Evolution of Phototrophy in the Chloroflexi Phylum Driven by Horizontal Gene Transfer

Creators

  • 1. ROR icon California Institute of Technology
  • 2. ROR icon University of Utah
  • 3. ROR icon Joint BioEnergy Institute
  • 4. ROR icon Lawrence Berkeley National Laboratory

Abstract

The evolutionary mechanisms behind the extant distribution of photosynthesis is a point of substantial contention. Hypotheses range from the presence of phototrophy in the last universal common ancestor and massive gene loss in most lineages, to a later origin in Cyanobacteria followed by extensive horizontal gene transfer into the extant phototrophic clades, with intermediate scenarios that incorporate aspects of both end-members. Here, we report draft genomes of 11 Chloroflexi: the phototrophic Chloroflexia isolate Kouleothrix aurantiaca as well as 10 genome bins recovered from metagenomic sequencing of microbial mats found in Japanese hot springs. Two of these metagenome bins encode photrophic reaction centers and several of these bins form a metabolically diverse, monophyletic clade sister to the Anaerolineae class that we term Candidatus Thermofonsia. Comparisons of organismal (based on conserved ribosomal) and phototrophy (reaction center and bacteriochlorophyll synthesis) protein phylogenies throughout the Chloroflexi demonstrate that two new lineages acquired phototrophy independently via horizontal gene transfer (HGT) from different ancestral donors within the classically phototrophic Chloroflexia class. These results illustrate a complex history of phototrophy within this group, with metabolic innovation tied to HGT. These observations do not support simple hypotheses for the evolution of photosynthesis that require massive character loss from many clades; rather, HGT appears to be the defining mechanic for the distribution of phototrophy in many of the extant clades in which it appears.

Additional Information

© 2018 Ward, Hemp, Shih, McGlynn and Fischer.

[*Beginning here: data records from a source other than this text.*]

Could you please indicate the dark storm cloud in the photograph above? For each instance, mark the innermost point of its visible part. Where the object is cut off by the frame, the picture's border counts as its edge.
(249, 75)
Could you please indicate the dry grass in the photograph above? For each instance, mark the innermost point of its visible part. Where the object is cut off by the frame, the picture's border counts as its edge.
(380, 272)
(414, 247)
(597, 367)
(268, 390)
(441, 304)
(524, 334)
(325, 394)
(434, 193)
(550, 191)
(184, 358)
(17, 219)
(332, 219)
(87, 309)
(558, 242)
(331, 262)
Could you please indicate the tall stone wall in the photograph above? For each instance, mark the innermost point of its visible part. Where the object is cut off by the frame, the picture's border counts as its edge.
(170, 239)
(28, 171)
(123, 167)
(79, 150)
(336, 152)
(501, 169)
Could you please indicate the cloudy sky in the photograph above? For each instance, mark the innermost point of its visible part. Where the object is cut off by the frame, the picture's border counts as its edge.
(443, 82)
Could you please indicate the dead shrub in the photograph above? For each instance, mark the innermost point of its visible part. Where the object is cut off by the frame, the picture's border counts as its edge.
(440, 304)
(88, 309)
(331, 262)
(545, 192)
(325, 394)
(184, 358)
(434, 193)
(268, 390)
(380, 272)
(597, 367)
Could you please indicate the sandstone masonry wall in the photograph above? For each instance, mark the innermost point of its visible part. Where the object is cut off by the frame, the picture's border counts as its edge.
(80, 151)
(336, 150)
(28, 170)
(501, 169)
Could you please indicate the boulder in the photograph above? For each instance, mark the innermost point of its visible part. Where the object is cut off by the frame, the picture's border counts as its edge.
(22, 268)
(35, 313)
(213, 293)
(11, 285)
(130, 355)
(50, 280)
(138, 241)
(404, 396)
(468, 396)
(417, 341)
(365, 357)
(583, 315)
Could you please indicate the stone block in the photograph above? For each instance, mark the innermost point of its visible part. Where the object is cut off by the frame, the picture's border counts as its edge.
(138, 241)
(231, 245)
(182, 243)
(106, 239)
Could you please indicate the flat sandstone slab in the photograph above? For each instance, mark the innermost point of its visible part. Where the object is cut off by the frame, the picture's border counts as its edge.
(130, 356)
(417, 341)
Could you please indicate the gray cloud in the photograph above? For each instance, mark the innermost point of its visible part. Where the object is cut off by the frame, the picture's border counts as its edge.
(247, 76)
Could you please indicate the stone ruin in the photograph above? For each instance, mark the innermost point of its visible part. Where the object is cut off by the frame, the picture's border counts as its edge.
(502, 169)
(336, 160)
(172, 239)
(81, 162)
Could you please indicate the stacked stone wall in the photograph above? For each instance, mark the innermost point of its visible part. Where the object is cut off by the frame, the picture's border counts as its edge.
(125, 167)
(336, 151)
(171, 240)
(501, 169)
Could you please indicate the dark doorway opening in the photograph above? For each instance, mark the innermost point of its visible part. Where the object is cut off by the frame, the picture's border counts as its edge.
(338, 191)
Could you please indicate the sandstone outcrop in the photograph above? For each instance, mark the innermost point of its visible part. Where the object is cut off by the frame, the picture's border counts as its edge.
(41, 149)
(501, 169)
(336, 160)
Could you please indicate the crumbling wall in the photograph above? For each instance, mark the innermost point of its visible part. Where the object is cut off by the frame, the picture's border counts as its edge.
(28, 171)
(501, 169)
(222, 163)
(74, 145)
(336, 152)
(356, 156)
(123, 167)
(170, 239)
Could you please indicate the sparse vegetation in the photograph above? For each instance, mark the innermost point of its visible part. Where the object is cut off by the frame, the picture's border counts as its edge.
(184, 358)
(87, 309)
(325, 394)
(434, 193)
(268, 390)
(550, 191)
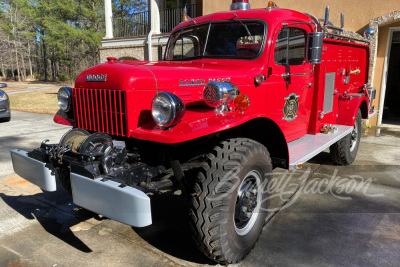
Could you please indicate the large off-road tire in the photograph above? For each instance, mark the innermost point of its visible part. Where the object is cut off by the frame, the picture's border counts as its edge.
(229, 203)
(344, 151)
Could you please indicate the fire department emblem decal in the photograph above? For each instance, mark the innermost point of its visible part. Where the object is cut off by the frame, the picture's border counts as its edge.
(291, 107)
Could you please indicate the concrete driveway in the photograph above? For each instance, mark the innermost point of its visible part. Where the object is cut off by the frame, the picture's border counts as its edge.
(23, 87)
(324, 215)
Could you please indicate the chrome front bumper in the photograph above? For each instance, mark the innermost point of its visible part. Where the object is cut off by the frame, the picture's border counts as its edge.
(33, 170)
(124, 204)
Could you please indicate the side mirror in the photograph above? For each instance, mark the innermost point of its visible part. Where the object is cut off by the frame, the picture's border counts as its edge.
(315, 41)
(160, 52)
(369, 33)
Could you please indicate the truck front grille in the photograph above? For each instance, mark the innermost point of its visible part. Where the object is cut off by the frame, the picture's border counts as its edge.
(100, 110)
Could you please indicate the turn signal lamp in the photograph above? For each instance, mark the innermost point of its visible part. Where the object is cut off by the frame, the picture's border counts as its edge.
(242, 102)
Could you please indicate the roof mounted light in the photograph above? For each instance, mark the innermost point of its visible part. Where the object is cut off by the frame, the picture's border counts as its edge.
(240, 5)
(271, 5)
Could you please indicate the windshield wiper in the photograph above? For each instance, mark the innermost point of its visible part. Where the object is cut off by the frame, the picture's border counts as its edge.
(184, 28)
(244, 25)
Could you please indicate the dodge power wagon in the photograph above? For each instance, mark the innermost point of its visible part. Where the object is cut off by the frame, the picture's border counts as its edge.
(237, 94)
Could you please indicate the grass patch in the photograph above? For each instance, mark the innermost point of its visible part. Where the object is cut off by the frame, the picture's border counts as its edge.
(41, 101)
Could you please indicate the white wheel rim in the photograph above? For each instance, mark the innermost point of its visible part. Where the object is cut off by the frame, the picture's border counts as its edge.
(243, 227)
(354, 137)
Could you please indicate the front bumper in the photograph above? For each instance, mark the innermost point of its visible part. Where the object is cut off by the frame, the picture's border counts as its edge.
(124, 204)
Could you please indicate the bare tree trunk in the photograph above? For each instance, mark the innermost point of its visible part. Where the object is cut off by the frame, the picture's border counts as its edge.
(23, 67)
(16, 61)
(44, 59)
(30, 60)
(3, 71)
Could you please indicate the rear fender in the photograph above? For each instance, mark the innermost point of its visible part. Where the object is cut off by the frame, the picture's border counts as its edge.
(349, 107)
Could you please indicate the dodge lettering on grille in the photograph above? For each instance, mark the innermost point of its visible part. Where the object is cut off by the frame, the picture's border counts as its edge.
(96, 78)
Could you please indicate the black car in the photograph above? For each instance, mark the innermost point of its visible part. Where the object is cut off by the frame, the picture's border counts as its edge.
(5, 113)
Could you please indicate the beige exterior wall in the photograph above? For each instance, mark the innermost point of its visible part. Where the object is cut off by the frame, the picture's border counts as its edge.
(357, 14)
(380, 62)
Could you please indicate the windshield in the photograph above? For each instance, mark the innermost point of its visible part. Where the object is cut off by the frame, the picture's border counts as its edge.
(218, 40)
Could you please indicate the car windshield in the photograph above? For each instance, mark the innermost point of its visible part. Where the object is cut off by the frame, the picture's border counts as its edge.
(234, 39)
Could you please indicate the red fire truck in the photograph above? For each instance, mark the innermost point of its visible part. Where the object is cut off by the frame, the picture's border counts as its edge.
(238, 93)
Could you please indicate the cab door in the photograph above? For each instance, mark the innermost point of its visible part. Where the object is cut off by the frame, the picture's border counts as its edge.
(291, 80)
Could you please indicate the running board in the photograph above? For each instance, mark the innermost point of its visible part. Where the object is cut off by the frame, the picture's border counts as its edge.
(307, 147)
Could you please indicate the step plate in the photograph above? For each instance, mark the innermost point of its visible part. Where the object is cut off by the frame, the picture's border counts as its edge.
(307, 147)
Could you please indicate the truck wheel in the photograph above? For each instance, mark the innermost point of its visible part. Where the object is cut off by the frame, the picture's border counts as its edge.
(344, 152)
(229, 204)
(64, 178)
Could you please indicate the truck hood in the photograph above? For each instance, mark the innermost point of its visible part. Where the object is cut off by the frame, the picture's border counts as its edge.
(163, 75)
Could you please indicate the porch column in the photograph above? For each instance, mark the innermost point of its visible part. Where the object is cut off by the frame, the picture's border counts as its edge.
(155, 9)
(108, 19)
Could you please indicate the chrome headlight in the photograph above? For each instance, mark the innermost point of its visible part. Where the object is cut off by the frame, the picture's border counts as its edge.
(167, 109)
(220, 94)
(3, 95)
(64, 98)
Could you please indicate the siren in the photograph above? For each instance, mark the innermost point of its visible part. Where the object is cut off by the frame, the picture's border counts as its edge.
(240, 5)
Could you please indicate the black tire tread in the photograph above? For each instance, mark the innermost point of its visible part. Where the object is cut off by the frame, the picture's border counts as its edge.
(207, 216)
(340, 151)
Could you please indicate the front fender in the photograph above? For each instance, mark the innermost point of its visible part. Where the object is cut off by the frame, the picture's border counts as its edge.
(349, 107)
(194, 125)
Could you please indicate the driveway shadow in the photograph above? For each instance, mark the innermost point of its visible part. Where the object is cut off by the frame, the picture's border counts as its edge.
(170, 231)
(55, 212)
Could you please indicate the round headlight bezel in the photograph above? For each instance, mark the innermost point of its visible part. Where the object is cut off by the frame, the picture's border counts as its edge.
(176, 109)
(64, 102)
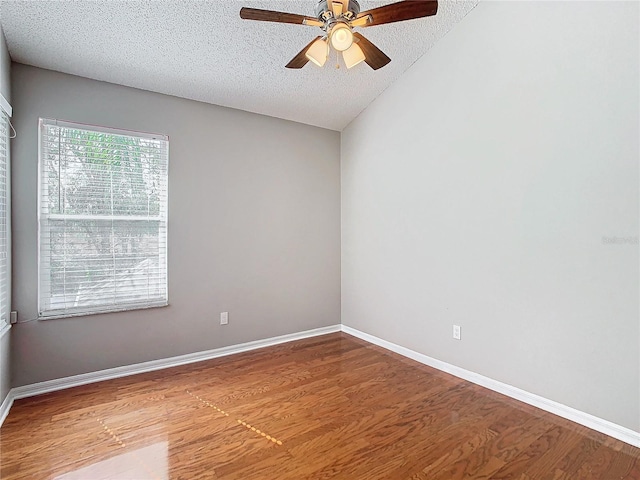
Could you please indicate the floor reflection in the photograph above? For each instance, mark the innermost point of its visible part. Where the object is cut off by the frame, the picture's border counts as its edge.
(144, 463)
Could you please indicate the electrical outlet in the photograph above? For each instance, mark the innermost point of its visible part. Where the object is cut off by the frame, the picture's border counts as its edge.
(456, 332)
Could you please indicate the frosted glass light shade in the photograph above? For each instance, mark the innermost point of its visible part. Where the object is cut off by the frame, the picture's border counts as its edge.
(353, 56)
(318, 52)
(341, 37)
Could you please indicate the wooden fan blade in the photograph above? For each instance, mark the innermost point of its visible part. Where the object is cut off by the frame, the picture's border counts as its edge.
(300, 60)
(374, 57)
(400, 11)
(273, 16)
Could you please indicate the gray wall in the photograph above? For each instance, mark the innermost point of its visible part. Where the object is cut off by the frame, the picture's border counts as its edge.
(5, 341)
(254, 228)
(495, 186)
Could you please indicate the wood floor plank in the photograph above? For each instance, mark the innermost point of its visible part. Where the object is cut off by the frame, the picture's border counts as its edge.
(329, 407)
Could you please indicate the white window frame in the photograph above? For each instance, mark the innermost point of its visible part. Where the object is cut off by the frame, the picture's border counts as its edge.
(45, 312)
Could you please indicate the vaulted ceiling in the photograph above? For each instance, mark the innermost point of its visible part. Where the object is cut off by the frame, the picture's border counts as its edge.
(202, 50)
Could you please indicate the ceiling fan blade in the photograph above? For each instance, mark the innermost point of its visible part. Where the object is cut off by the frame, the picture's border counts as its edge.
(300, 60)
(400, 11)
(374, 57)
(273, 16)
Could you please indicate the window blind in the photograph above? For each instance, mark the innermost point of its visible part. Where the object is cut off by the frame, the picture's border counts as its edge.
(5, 218)
(102, 219)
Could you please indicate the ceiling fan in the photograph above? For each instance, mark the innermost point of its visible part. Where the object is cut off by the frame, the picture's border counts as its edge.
(337, 18)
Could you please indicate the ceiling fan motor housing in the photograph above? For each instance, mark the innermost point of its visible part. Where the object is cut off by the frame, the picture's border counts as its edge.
(324, 11)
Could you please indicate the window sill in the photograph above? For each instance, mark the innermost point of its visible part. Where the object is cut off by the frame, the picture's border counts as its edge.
(86, 314)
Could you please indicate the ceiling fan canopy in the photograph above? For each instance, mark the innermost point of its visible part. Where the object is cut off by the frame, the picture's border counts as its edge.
(337, 19)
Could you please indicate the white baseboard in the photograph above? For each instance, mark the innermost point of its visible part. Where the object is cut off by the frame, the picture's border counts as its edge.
(125, 371)
(604, 426)
(595, 423)
(5, 407)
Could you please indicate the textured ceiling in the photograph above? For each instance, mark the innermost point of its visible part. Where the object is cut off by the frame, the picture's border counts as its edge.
(203, 51)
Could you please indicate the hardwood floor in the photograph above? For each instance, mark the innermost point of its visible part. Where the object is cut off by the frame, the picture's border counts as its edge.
(327, 407)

This is an open-access article distributed under the terms of the Creative Commons Attribution License (CC BY). The use, distribution or reproduction in other forums is permitted, provided the original author(s) and the copyright owner are credited and that the original publication in this journal is cited, in accordance with accepted academic practice. No use, distribution or reproduction is permitted which does not comply with these terms. Received: 28 August 2017; Accepted: 01 February 2018; Published: 19 February 2018. Data Availability: Genomes described here have been deposited at GenBank and are available under the following accession numbers: K. aurantiaca (LJCR00000000), CP1_1M (PGTL00000000), CP2_20G (PGTJ00000000), CP2_2F (PGTK00000000), CP2_42A (PGTI00000000), JP1_16 (PGTG00000000), JP1_191 (PGTE00000000), JP1_20 (PGTF00000000), JP1_8 (PGTH00000000), JP3_13 (PGTM00000000), and JP3_7 (PGTN00000000). Author Contributions: LW, SM, and WF: conceived the initial study; LW and SM: collected samples; LW: processed samples and data; LW, JH, PS, SM, and WF: analyzed data; LW, JH, PS, SM, and WF: wrote the manuscript. Conflict of Interest Statement: The authors declare that the research was conducted in the absence of any commercial or financial relationships that could be construed as a potential conflict of interest. Acknowledgments: LW acknowledges support from NASA NESSF (#NNX16AP39H), NSF (#OISE 1639454), NSF GROW (#DGE 1144469), the Lewis and Clark Fund for Exploration and Field Research in Astrobiology, and the ELSI Origins Network. JH acknowledges support from the Agouron Institute. SM acknowledges support from MEXT KAKENHI grant-in-aid for challenging exploratory research (grant award number 15K14608). WF acknowledges the support of NASA Exobiology award (#NNX16AJ57G), the David and Lucile Packard Foundation, and a Stanford University Blaustein Fellowship. The authors would like to thank Katsumi Matsuura and the Environmental Microbiology laboratory at Tokyo Metropolitan University for laboratory support. Genomic DNA for K. aurantiaca was obtained from the Japan Collection of Microorganisms. Sequencing was performed at Seqmatic, Fremont, CA. This work was funded in part by the Center for Environmental Microbial Interactions (CEMI) at Caltech. We also thank Vera Thiel and Marcus Tank at Tokyo Metropolitan University for helpful discussions.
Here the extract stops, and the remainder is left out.